Now consider this. In Godhra, 58 people were killed “yesterday” and Modi described the perpetrators as “cannibals” and said they would be punished and made an example of. Nobody can argue with that. But he says nothing about what he will do to the perpetrators of “tit for tat” riots, “ashanti” and “indiscipline”. For the killers of Naroda-Patiya and Gulberg Society — who committed their crime the very day he was speaking — he only issues an appeal for restraint, making no reference to these or other specific incidents. Had Modi also called them cannibals and warned that they would not only be “appropriately punished for the crime they have committed” but that his government “will set an example so that in future no one will dare dream to commit such a heinous act” a very different message would have gone out.
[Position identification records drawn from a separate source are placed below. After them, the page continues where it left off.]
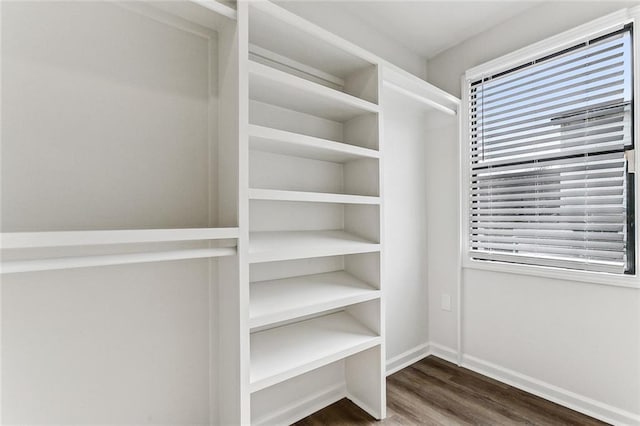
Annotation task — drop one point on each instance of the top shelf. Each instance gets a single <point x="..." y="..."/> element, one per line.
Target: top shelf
<point x="209" y="14"/>
<point x="273" y="28"/>
<point x="278" y="88"/>
<point x="17" y="240"/>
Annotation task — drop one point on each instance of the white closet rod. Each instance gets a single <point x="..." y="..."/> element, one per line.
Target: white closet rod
<point x="10" y="267"/>
<point x="420" y="99"/>
<point x="18" y="240"/>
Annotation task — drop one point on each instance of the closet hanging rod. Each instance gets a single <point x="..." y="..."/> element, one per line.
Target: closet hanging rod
<point x="420" y="98"/>
<point x="31" y="265"/>
<point x="17" y="240"/>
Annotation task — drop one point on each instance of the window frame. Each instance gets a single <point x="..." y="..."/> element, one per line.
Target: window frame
<point x="593" y="29"/>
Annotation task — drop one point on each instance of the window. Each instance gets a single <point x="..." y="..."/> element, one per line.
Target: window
<point x="550" y="183"/>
The fact that the Godhra train attack was a single incident but what the state was now witnessing was a series of retaliatory attacks made it all the more necessary for his appeal to have threatened the strictest punishment for anyone rioting. The closest Modi got to saying this was that riots “cannot be tolerated by any civilised society.” But any talk of “punishment” was confined to “this crime”, i.e. the Godhra carnage alone. Could that be why the rioters took no heed of his appeal?
In any case, it turns out the omission of any threat of punishment was not accidental. Yes, 170 people were killed in police firing but as the Hindustan Times‘s Ahmedabad reporter, Mahesh Langa, pithily summarised matters recently, the Gujarat government itself says the police killed more Muslims than Hindus. In May 2002, the HT’s reporter, Vinay Menon cited confidential police figures which showed a similar skew. “The statistic substantiates the allegation,” he wrote, “that not only did the local police not do anything to stop the mobs, they actually turned their guns on the helpless Muslim victims.”
As for the large number of people arrested, most of them Hindu rioters (many of whom were affiliated in one way or the other to extremist Hindutva outfits), the Modi government’s failure to credibly prosecute them led to a series of speedy acquittals. If today, many of the criminals, including Ms Kodnani, have been convicted, this is all thanks to the Supreme Court which wisely concluded Narendra Modi could not be trusted to provide justice and handed charge of major cases to courts outside the state or an external SIT.
Manoj Mitta’s excellent book, The Fiction of Fact-Finding, provides a lot more information about the manner in which the same SIT eventually came to draw the line at Modi’s culpability. It emerges, sadly, that the SIT’s questioning of Modi was as incompetent as the exertions of some of the journalists who have interviewed him recently.